Retour sur la rencontre entre Wajdi Mouawad et le public le 11 juillet 2009, après la trilogie « Littoral, Incendies, Forêts » présentée au Palais des Papes en Avignon de 20h à 7h40 du matin !

15h13.  J’avais décidé d’être tôt sur les lieux. Quelques personnes déjà. Il est temps de m’asseoir. Le corpus du public ne va pas tarder.

15h20. La petite cour de l’École d’Art est aux trois quarts remplie. L’attente commence. Certains se restaurent ; beaucoup lisent « Voyage » (éditions POL – correspondance de W. Mouawad avec Hortense Archambault et Vincent Baudriller, directeurs du Festival d’Avignon) et même « Forêt ». Un, deux, trois, quatre…Pourquoi « Forêt » ? J’obtiendrai  peut-être la réponse d’ici peu.

15h25. J’écoute autour de moi. Rien n’est vraiment dit. Chacun se réserve. Une femme derrière moi  demande la date du jour. Oui, quel  jour sommes-nous ? Je ne le sais plus. Je ne vis qu’au rythme des heures du festival qui se succèdent. On nous prie de nous serrer sur les bancs. Nous sommes nombreux  venus  écouter la parole de l’auteur.

16h00. Wadji arrive. Simplement, comme invité à retrouver des amis pour partager un moment. Il s’assoit sur le côté, à la gauche du public. Le côté du coeur. Car nous sommes au coeur d’un public transcendé de ses mots. Il sourit.
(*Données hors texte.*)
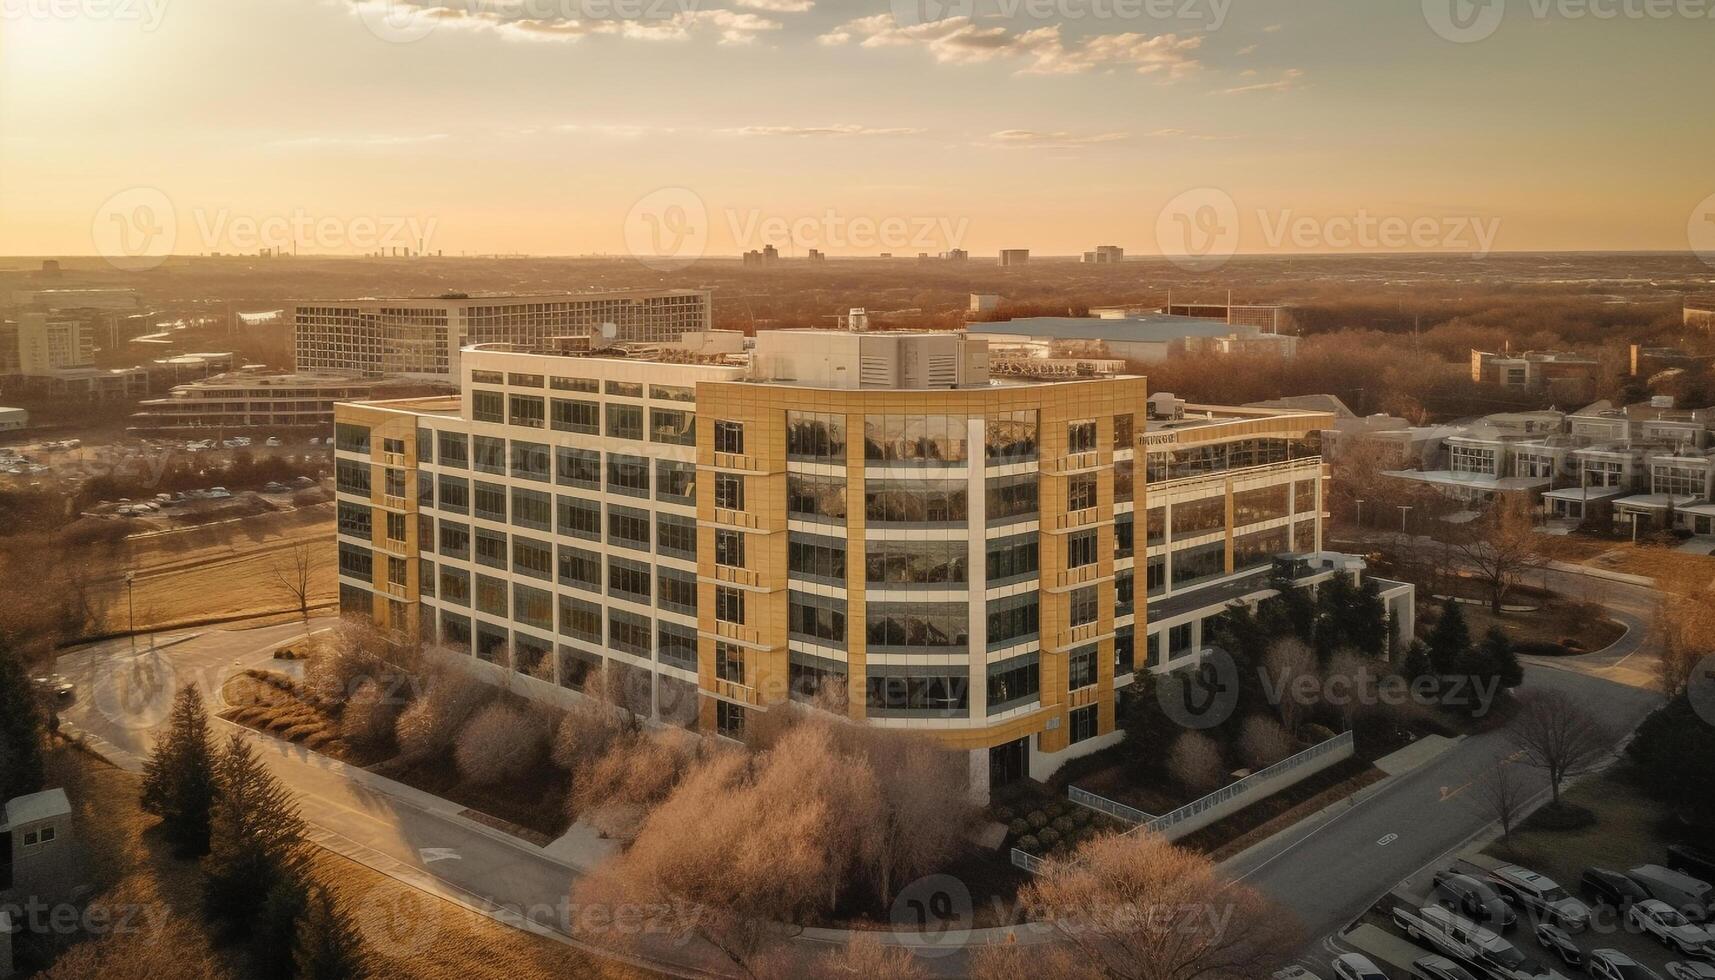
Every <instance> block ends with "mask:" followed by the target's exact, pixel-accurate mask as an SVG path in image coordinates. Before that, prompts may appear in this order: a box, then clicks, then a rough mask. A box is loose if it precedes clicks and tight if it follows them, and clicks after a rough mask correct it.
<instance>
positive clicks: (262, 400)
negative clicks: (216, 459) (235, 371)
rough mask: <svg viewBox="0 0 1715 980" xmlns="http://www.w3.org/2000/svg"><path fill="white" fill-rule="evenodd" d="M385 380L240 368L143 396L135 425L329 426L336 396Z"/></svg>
mask: <svg viewBox="0 0 1715 980" xmlns="http://www.w3.org/2000/svg"><path fill="white" fill-rule="evenodd" d="M381 384H384V383H381V381H365V379H357V378H348V376H341V374H276V372H266V371H238V372H233V374H221V376H218V378H208V379H202V381H190V383H187V384H177V386H173V390H171V391H168V393H166V396H165V398H146V400H142V402H139V403H137V408H139V410H137V412H135V414H134V415H132V417H130V429H134V431H141V433H187V431H201V429H261V427H266V429H328V427H329V426H333V407H334V403H336V402H350V400H353V398H374V396H382V395H384V393H386V390H384V388H381ZM393 388H394V393H396V395H406V393H408V391H406V390H403V388H400V386H398V384H396V383H394V384H393ZM417 388H418V390H420V388H422V384H418V386H417Z"/></svg>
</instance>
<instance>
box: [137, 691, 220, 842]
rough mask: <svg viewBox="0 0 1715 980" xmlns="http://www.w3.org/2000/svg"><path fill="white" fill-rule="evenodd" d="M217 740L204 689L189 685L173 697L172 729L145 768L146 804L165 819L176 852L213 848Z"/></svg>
mask: <svg viewBox="0 0 1715 980" xmlns="http://www.w3.org/2000/svg"><path fill="white" fill-rule="evenodd" d="M214 795H216V783H214V741H213V738H211V736H209V716H208V709H206V707H204V705H202V693H201V692H199V690H197V688H196V685H185V687H184V688H182V690H180V692H178V697H175V699H173V712H171V716H170V717H168V726H166V733H165V735H161V738H158V740H156V741H154V752H151V753H149V760H147V762H146V764H144V767H142V808H144V810H146V812H149V814H154V815H156V817H159V819H161V832H163V834H166V839H168V843H171V846H173V853H177V855H178V856H184V858H190V856H201V855H206V853H209V814H211V810H213V807H214Z"/></svg>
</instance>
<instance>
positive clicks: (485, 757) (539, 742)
mask: <svg viewBox="0 0 1715 980" xmlns="http://www.w3.org/2000/svg"><path fill="white" fill-rule="evenodd" d="M547 736H549V726H547V721H545V719H544V717H542V712H540V711H532V709H525V707H520V705H514V704H508V702H494V704H489V705H487V707H482V709H480V711H477V714H473V716H472V717H470V723H468V724H465V729H463V731H460V733H458V743H456V745H454V748H453V760H454V762H456V764H458V772H460V776H463V777H465V779H466V781H470V783H475V784H478V786H492V784H496V783H513V781H518V779H521V777H525V776H528V774H530V771H532V769H535V767H537V765H539V764H540V760H542V753H544V752H545V750H547Z"/></svg>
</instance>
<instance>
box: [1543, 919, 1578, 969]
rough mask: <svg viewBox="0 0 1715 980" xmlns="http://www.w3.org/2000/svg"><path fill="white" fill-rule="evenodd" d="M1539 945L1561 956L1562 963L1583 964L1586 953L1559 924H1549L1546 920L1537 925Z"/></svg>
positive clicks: (1572, 937) (1559, 955) (1574, 964)
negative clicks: (1543, 921) (1543, 922)
mask: <svg viewBox="0 0 1715 980" xmlns="http://www.w3.org/2000/svg"><path fill="white" fill-rule="evenodd" d="M1537 946H1540V947H1544V949H1547V951H1550V953H1554V954H1556V956H1559V958H1561V963H1566V965H1568V966H1583V965H1585V954H1583V953H1581V951H1580V949H1578V944H1576V942H1573V937H1571V935H1568V934H1566V930H1564V929H1561V927H1559V925H1549V923H1547V922H1544V923H1542V925H1538V927H1537Z"/></svg>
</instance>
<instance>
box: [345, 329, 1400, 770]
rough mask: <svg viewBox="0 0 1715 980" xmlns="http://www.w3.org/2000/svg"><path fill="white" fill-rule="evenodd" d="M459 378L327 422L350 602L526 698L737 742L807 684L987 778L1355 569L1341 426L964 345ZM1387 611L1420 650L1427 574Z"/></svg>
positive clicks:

Trois règles tiennent le jeu de l’échange :

1/ Partons des spectacles vus.

2/ Exprimons nos impressions, nos ressentis.

3/ Ne pas avoir peur du JE.

Les premières questions lèvent le silence. « Qu’est-ce que le triptyque vous a apporté ? »,  « Aimez-vous la peinture ? »,  « Ce bleu si Klein… », « J’ai été admiratif et chamboulé de l’aspect psychanalytique de chaque personnage », « est-ce que ce sont vos thèmes obsessionnels ? »

Et Wadji de nous dire qu’il y a trois semaines, à Chambéry, tout restait à être. Les acteurs des trois oeuvres  se rencontraient pour la première fois, il fallait articuler les pièces. « Littoral », « Forêt », « Incendie ». « Incendie », « Forêt », « Littoral » ? Quel ordre serait le plus juste pour un ton à donner dans la temporalité d’une nuit ? « Cela fait douze ans que je ne fais que ça. Je ne sais pas si j’ai appris quelque chose. C’est tellement moi. C’est tellement moi. Il y a deux mots importants : « Chagrin » et « Joie ». C’est ce que l’on voulait mettre en exergue pendant l’aventure en Avignon ».

Il avoue avoir tissé des liens imperceptibles pour le spectateur, tisser les toiles dans une immense fresque: quatorze hommes dans Incendie, quatorze femmes dans Littoral ; « c’est sûr » reprit par le notaire avec redondance, la chaise à trois pattes… Et le vent, oui le vent que l’on ne peut ignorer dans la mise en scène qui va glacer le spectateur tenace qui fut un, qui fut mille, ces nuits de représentations.

Oui, mais tout cela est une écriture. Il avoue ne pas réfléchir à ces thèmes. Il sait ce qu’il veut dire et transcrit spontanément les mots qui surgissent. « J’écris à la manière d’un enfant. Il faut que je sois le premier à être surpris. Si je le suis, le spectateur le sera. »

Se donner à penser. Pourquoi suis-je ? Pourquoi êtes-vous ? Et ces peuples, pourquoi formons-nous  des nations ? …

Wadji décrit l’ironie de son nom qui veut dire « La vie », celui qui est « La vie », patronyme écorché de tous, car sa famille se prénomme que de prénoms français. Il rit de la prémonition de celui qui est destiné à être, prédestiné à attraper le bonheur de vivre, comme on gagnerait le pompon au manège de la vie. Déterminé à assembler chaque instant pour défendre la femme, l’enfant, la destinée, l’amour, la famille, la haine. Un humaniste.

« Merci » vous a répondu à répétition  votre public qui vous a mangé, vécu et survécu dans la plus grande preuve d’amour, celle de vous avoir veillé une nuit jusqu’au petit jour ,sans envie de vous voir écrire le mot FIN.

Et j’ai quitté la conférence, convaincue d’avoir participé à un instant unique de votre théâtre, celui de la communication de votre raisonnement.